Wayne State University's divided board of governors is expected to decide Friday whether to adopt a code of conduct in the wake of allegations that a board member inappropriately interfered in the university's day-to-day operations.

Wayne State University President Roy Wilson at a board of governors meeting in March.

A code of conduct for the governors is among three reforms recommended by an independent investigator commissioned by the university to investigate complaints made in February and April to the Higher Learning Commission, the university's accreditation agency.

The anonymous complaints allege that a board member intervened in daily operations of the university, including trying to have employees fired. 

The Higher Learning Commission in September gave the university until March 24 to report on its progress toward implementing the investigator's recommendations. The board failed to approve the code at last month's board of governors meeting. 

"One of the recommendations of the Higher Learning Commission is that we should adopt a code of conduct, and that it contain sanctions for violations of the code," board of governors vice chair Marilyn Kelly said Thursday.

"We’ve brought this matter back on the agenda tomorrow in direct response to that directive from the Higher Learning Commission."

The eight-member board is bitterly divided, with four members seeking the ouster of University President M. Roy Wilson, who is supported by the other four.

Govs. Michael Busuito, Sandra Hughes O'Brien, Dana Thompson and Anil Kumar say Wilson no longer is the university's president since they voted 4-3 at a Health Affairs Subcommittee meeting last month to fire him.

Board chair Kim Trent, vice chair Marilyn Kelly, and Govs. Bryan Barnhill and Mark Gaffney say that vote was invalid because it was not an official board of governors meeting.

Busuito said the four who oppose WIlson will not recognize him as president at Friday's board meeting, and the four will not vote in favor of the proposed code of conduct. 

"There were seven board members and four of voted to fire him, so as far as we’re concerned, he’s fired," Busuito said. "We’re not going to recognize him as president.

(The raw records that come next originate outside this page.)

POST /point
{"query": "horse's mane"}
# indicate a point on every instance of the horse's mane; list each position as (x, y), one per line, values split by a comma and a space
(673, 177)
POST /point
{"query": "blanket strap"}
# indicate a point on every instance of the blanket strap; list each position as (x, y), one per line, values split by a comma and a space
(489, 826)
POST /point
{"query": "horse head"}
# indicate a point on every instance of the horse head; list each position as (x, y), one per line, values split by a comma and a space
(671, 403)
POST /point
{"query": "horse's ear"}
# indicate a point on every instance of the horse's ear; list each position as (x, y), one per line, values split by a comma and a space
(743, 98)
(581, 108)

"They want us to sign on on for a code of conduct," he said. "This code of conduct basically says we have to support the president. You can’t tell us who we can talk to, who we can’t talk to and what we can say." 

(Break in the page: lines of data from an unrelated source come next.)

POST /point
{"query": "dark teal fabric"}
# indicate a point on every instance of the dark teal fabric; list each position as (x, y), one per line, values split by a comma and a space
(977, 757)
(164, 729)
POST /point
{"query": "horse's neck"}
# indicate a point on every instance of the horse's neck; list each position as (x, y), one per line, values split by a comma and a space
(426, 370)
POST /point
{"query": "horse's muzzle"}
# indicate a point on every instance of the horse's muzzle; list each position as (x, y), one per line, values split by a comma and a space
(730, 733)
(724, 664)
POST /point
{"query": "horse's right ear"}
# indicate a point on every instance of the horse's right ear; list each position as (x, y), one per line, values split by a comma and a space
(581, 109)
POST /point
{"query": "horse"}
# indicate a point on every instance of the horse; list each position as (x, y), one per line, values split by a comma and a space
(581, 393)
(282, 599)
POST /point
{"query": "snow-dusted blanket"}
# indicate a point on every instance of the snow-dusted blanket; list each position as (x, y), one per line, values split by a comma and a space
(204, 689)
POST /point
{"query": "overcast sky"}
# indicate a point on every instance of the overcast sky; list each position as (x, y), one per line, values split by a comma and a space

In addition to adopting a code of conduct, the recommendations include training for board members on accreditation criteria, and additional training for individual board members who interfered in university operations. 

The progress report due on March 24 will be reviewed "for any possible further action" that could include a site visit by the accreditation agency, according to the accteditation agency's letter. 

The investigator hired by the university, an attorney with Iowa-based Frederikson & Byron, P.A., concluded in a report in September that the board member interfered on three occasions. 

The report didn't name the board member, but O'Brien confirmed it was her, adding she believes the complaints were placed with the accreditation agency by university administrators who want her unseated in next year's board of governors election. 

"The reality is there were three instances that (the investigator's report) discusses over seven years time," O'Brien said. "Instances where there were failures on the administration's part when people reached out for assistance and I helped."

O'Brien said she will not vote in favor of the code of conduct Friday, but didn't rule out adopting a code in the future. 

"The problem with the code of conduct is it does not have everybody’s input," O'Brien told The Detroit News on Thursday. "Nobody’s going to go for it again because we’ve not all had an opportunity to have a say."

Asked what happens if the governors fail to approve the code, Kelly said "That's a good question."

"We know that the Higher Learning Commission accredits the University — it has the ability to sanction it, and to even withdraw its accreditation. It’s the ultimate weapon," Kelly said, who added that the board doesn't know how the failure to adopt a code might affect accreditation. 

"We’d not be well advised to wait around and see."